Proprio sui militari (tanti i piemontesi) di Leros si è concentrato Villa, che ha dedicato loro un libro (Nelle isole del sole. Gli italiani nel Dodecaneso dall’occupazione al rimpatrio, edizioni Seb. 27).
Così dalle nebbie della Storia emergono figure emblematiche. Come quella di Flavio Villa, alessandrino, arruolato in Marina nel 1940, in quanto operaio di una ditta che produceva munizioni e pezzi di ricambio per navi. «È da lui che sono partito. Era mio nonno: vide per la prima volta il mare a La Spezia. Imparò a nuotare a Leros. Dopo l’8 settembre 1943 partecipò ai 52 giorni di resistenza. Poi fuggì in barca a remi in Turchia e da lì fu trasportato dagli inglesi in un campo di concentramento ad Aleppo. Nel 1944, dopo lo sbarco alleato nel Meridione, tornò a Taranto e combatté per la liberazione d’Italia. Non è mai tornato a Leros, ma ha sempre cercato di piantare nel suo orto, nei pressi di Alessandria, le piante e i fiori tipici del Dodecaneso».
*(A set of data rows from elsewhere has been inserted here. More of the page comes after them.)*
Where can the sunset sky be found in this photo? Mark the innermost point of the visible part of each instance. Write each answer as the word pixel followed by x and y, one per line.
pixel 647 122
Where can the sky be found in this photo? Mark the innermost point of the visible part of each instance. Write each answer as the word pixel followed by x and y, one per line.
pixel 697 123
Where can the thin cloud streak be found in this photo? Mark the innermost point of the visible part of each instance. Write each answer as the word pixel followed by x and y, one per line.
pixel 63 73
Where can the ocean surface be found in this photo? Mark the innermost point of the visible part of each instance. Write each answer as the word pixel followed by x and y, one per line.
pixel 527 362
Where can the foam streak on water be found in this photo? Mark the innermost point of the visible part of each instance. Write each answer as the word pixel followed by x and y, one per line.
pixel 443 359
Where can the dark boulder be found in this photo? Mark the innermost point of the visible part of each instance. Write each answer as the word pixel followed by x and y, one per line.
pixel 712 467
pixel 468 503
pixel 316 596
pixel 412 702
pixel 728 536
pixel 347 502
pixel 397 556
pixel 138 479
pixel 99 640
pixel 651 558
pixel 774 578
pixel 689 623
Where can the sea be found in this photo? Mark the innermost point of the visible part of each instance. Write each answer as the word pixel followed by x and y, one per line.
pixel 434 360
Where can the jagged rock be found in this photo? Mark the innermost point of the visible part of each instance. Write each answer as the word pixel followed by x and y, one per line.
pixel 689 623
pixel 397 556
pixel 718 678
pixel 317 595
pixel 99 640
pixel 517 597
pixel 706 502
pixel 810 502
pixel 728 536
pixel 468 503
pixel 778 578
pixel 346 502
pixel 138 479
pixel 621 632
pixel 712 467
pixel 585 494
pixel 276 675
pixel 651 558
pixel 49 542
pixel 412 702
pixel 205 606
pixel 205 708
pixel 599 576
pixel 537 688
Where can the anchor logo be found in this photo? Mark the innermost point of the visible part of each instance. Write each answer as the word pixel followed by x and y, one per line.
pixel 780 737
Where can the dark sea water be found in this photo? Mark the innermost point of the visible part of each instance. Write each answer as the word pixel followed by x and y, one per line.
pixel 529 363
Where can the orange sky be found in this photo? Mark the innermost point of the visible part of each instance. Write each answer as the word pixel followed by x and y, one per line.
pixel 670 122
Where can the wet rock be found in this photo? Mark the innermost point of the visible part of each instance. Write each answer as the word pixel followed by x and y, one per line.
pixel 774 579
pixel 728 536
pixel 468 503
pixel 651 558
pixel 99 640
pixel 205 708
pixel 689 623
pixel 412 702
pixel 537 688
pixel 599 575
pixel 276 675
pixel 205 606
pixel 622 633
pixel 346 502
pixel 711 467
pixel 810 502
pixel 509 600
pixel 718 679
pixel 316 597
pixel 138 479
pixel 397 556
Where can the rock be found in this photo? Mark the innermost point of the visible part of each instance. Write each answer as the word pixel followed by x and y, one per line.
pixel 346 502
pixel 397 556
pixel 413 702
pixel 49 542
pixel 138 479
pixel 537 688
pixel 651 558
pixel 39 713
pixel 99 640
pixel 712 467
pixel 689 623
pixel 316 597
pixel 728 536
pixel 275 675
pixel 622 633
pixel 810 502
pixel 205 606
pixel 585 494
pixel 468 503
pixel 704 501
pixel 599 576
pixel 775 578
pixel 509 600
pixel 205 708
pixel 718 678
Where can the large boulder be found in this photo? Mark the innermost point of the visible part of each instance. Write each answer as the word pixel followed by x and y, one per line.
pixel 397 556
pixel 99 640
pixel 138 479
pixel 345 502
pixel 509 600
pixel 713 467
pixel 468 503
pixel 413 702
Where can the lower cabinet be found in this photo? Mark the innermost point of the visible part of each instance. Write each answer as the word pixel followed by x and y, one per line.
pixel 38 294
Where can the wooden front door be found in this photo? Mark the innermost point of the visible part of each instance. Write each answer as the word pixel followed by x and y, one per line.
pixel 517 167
Poi ci sono Calliope Controiannis, greca, e Italo Acervo, di Candelo, in servizio alla base sommergibili di Portolago. «Si sposarono nel 1941 - racconta Andrea Villa -. Caduta Leros, pur di stare accanto al marito, Calliope si fece radere i capelli, indossò una divisa da marinaio e si consegnò ai tedeschi che, senza accorgersi dello stratagemma, la deportarono in Germania insieme a Italo».
Un’altra storia è quella di Piero Balbo, astigiano, anche lui in servizio nella base navale di Leros. «Dopo l’8 settembre, si sottrasse alla cattura e raggiunse con varie peripezie i Balcani. Per qualche settimana combatté con i partigiani slavi, poi rubò una bicicletta e pedalando tornò ad Alba. Qui divenne uno dei più importanti capi dei partigiani autonomi delle Langhe. Beppe Fenoglio ne ha fatto uno dei personaggi del Partigiano Johnny, dandogli il nome di battaglia di “Comandante Nord”».